However, empirical evidence on who really benefits from preferential rates is sparse in the LMIC context. Furthermore, with conditional and unconditional cash transfer programmes increasing in number and scale, the possibility of redistributing resources through direct benefits is becoming more realistic.

In this research, we use a consistent methodology to consider these issues in Ethiopia, Ghana, Senegal and Zambia. We use microsimulation models to estimate the impact of preferential VAT rates across the consumption distribution as well as on poverty and VAT revenues. These impacts are compared with existing and hypothetical cash transfer schemes.

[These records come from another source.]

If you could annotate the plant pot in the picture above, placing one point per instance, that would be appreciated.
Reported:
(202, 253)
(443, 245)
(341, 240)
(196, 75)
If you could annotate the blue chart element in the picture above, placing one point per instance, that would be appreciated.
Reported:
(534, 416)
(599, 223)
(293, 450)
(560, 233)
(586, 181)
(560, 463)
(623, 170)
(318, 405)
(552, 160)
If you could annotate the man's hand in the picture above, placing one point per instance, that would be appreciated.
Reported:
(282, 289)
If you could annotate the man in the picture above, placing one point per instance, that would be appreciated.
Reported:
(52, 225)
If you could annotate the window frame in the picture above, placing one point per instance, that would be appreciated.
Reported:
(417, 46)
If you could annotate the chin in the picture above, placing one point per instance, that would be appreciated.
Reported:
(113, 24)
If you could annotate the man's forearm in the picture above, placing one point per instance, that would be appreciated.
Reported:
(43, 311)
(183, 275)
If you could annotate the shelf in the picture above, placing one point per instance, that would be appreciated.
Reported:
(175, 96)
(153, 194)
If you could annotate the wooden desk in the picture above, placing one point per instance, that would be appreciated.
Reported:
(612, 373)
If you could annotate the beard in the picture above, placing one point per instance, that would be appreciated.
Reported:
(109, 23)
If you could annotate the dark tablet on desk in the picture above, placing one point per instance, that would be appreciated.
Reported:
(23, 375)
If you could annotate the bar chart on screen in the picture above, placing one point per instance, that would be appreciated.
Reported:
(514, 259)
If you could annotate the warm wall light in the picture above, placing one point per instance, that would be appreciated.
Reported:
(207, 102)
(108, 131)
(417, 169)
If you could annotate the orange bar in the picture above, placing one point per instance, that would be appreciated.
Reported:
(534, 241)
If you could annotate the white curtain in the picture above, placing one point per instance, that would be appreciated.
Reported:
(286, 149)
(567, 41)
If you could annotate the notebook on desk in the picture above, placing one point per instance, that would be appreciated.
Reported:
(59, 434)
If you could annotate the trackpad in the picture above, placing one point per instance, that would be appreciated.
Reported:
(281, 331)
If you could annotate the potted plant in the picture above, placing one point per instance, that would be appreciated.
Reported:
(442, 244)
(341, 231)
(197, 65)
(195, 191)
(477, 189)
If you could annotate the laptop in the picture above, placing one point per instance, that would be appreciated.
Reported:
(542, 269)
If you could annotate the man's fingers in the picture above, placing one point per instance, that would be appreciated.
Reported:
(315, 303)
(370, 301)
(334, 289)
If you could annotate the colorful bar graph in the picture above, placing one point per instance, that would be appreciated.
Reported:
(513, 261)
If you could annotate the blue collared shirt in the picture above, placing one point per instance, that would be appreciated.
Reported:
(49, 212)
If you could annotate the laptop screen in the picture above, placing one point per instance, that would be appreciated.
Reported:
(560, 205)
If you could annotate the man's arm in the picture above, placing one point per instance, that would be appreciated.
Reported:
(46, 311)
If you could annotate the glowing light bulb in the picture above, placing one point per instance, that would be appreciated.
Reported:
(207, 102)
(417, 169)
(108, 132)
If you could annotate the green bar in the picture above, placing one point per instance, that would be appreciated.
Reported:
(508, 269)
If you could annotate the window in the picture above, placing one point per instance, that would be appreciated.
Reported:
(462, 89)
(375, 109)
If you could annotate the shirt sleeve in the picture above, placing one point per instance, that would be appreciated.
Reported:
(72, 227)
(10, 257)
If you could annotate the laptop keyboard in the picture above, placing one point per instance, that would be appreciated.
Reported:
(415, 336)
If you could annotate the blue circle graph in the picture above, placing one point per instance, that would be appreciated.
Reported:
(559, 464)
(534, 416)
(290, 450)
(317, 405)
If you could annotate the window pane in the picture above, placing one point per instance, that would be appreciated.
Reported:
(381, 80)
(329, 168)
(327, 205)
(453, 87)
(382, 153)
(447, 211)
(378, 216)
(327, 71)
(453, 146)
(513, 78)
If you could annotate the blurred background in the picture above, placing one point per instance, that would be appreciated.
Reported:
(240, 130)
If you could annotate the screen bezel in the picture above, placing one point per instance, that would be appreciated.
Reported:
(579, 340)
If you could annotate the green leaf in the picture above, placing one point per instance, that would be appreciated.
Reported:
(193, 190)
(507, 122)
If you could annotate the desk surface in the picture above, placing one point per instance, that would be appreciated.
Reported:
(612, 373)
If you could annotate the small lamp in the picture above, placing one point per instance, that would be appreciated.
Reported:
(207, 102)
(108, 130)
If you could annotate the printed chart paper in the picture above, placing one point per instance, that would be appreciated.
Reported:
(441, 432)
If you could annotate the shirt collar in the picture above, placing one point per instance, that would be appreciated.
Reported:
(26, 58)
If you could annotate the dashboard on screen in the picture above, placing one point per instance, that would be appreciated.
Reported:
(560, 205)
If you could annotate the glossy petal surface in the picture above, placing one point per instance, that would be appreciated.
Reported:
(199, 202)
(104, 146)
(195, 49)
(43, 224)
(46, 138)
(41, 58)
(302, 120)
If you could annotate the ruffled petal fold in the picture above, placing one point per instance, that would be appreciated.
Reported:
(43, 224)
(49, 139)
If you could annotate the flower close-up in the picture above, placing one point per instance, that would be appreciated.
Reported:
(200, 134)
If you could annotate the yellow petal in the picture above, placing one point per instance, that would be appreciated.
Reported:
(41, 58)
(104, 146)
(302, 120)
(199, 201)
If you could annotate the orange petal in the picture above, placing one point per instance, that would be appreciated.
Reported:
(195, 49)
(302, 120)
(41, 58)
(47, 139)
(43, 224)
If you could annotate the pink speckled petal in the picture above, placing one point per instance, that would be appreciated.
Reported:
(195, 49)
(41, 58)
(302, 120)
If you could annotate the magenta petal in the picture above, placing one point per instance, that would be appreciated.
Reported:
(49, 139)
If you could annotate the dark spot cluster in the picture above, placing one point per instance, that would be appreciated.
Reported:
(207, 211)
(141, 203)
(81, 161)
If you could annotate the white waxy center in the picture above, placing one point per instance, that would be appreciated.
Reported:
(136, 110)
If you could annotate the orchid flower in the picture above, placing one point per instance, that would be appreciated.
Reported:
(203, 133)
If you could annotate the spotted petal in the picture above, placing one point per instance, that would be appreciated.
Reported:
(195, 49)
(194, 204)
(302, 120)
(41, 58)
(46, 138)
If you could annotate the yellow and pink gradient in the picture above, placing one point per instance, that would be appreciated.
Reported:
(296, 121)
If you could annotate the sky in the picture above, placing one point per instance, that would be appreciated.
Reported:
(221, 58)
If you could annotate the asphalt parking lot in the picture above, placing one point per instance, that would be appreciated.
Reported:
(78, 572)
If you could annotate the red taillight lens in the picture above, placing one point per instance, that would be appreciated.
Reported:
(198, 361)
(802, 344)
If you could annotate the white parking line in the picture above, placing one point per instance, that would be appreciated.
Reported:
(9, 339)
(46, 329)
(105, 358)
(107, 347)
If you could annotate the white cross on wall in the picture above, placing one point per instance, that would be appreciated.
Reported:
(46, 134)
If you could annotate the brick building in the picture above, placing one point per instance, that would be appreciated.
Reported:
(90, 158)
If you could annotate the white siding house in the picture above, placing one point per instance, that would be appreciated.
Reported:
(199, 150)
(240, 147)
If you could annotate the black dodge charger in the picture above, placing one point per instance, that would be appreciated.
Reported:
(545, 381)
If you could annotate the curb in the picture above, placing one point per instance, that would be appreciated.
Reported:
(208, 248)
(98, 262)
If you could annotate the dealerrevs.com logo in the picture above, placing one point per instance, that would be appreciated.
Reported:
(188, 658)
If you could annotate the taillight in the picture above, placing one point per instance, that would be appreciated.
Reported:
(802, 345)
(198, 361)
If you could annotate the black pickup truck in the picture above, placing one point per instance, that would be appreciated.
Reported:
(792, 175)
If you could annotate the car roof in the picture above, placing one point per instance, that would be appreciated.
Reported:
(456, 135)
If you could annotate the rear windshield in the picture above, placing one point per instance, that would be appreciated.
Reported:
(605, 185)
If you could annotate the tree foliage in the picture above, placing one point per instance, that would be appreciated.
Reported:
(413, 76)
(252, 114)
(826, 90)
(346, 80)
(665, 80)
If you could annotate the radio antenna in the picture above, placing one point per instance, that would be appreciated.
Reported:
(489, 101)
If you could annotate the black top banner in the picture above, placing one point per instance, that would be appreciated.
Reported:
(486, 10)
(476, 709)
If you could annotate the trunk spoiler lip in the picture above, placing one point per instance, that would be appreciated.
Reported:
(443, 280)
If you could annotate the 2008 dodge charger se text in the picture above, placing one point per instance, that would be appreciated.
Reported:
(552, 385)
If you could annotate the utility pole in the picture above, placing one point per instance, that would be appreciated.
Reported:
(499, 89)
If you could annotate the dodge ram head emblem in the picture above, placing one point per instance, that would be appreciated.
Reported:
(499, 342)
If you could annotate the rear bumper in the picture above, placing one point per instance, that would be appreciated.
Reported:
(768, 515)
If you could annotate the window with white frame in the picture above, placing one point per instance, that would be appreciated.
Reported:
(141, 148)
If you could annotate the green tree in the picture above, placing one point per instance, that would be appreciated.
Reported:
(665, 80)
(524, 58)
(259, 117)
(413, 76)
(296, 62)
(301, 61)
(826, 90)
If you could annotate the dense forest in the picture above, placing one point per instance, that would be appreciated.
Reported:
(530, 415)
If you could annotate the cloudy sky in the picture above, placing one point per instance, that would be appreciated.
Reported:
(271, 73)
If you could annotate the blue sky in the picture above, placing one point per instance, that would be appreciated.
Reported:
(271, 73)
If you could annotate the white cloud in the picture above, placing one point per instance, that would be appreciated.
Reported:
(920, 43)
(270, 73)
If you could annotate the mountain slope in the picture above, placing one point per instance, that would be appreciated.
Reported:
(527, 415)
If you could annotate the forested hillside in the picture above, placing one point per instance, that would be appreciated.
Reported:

All results from these models are based on household survey data which can be subject to sampling and measurement errors, and other data which may be a number of years old and whose use in this context requires assumptions. Thus, the precise quantitative results may be subject to significant margins of error. However, the patterns are strong and consistent enough for us to be confident in the qualitative conclusions. This policy brief is based on results from the paper “Redistribution via VAT and cash transfers: an assessment in four low and middle income countries”.[2] 

Key points

  • Reduced rates of VAT and VAT exemptions (“preferential rates”) are a common feature of VAT systems in low and middle income countries (LMICs), as in high incomes countries. Some of these are in place for administrative reasons; others are motivated by equity and in some cases economic efficiency. The tax revenue foregone from granting these preferential rates varies across countries but in all cases is significant.
  • Preferential VAT rates do reduce poverty – and sometimes substantially – in each of the four countries analysed in our study: Ghana, Ethiopia, Senegal and Zambia. However, the fact that better off households spend more on goods and services subject to preferential rates in absolute terms means that this poverty reduction comes at the cost of a big tax expenditure on high-consumption households.
  • Increasingly, cash transfer programmes may provide an alternative means of redistributing to poorer households. Most LMICs now have a cash transfer programme in place, and on the whole these tend to be well targeted towards vulnerable groups. However, targeting mechanisms remain imperfect, and existing cash transfer programmes leave the majority of impoverished households uncovered because of specific eligibility criteria based on demographic or geographic characteristics.
  • The poor targeting of preferential rates is highlighted by the fact that even a Universal Basic Income (UBI) – which is completely untargeted – funded by 75% of the revenue raised by a uniform VAT rate (excluding VAT exemptions in place for administrative reasons) is estimated to be more progressive. Our estimates suggest it would allow an increase in consumption for individuals in at least the bottom 40% of the consumption distribution in each of the four countries studied. It would reduce poverty measured at the $1.90 line in three of the four countries considered (Senegal is the exception).
  • However, this does not make a UBI funded by a uniform VAT an immediate policy prescription. This work will be extended with additional countries and analytical results to confirm the robustness of the patterns found. More generally, further research is required to better understand other considerations for such a reform. This includes the wider social and economic effects of a UBI – such as impacts on labour market behaviour – and the efficiency case for VAT rate differentiation in contexts with high levels of informal production for some goods and services, but not others.

 

[1] Bird, R.M. and P.P. Gendron (2007), ‘The VAT in Developing and Transitional Countries’ Cambridge University Press, Cambridge.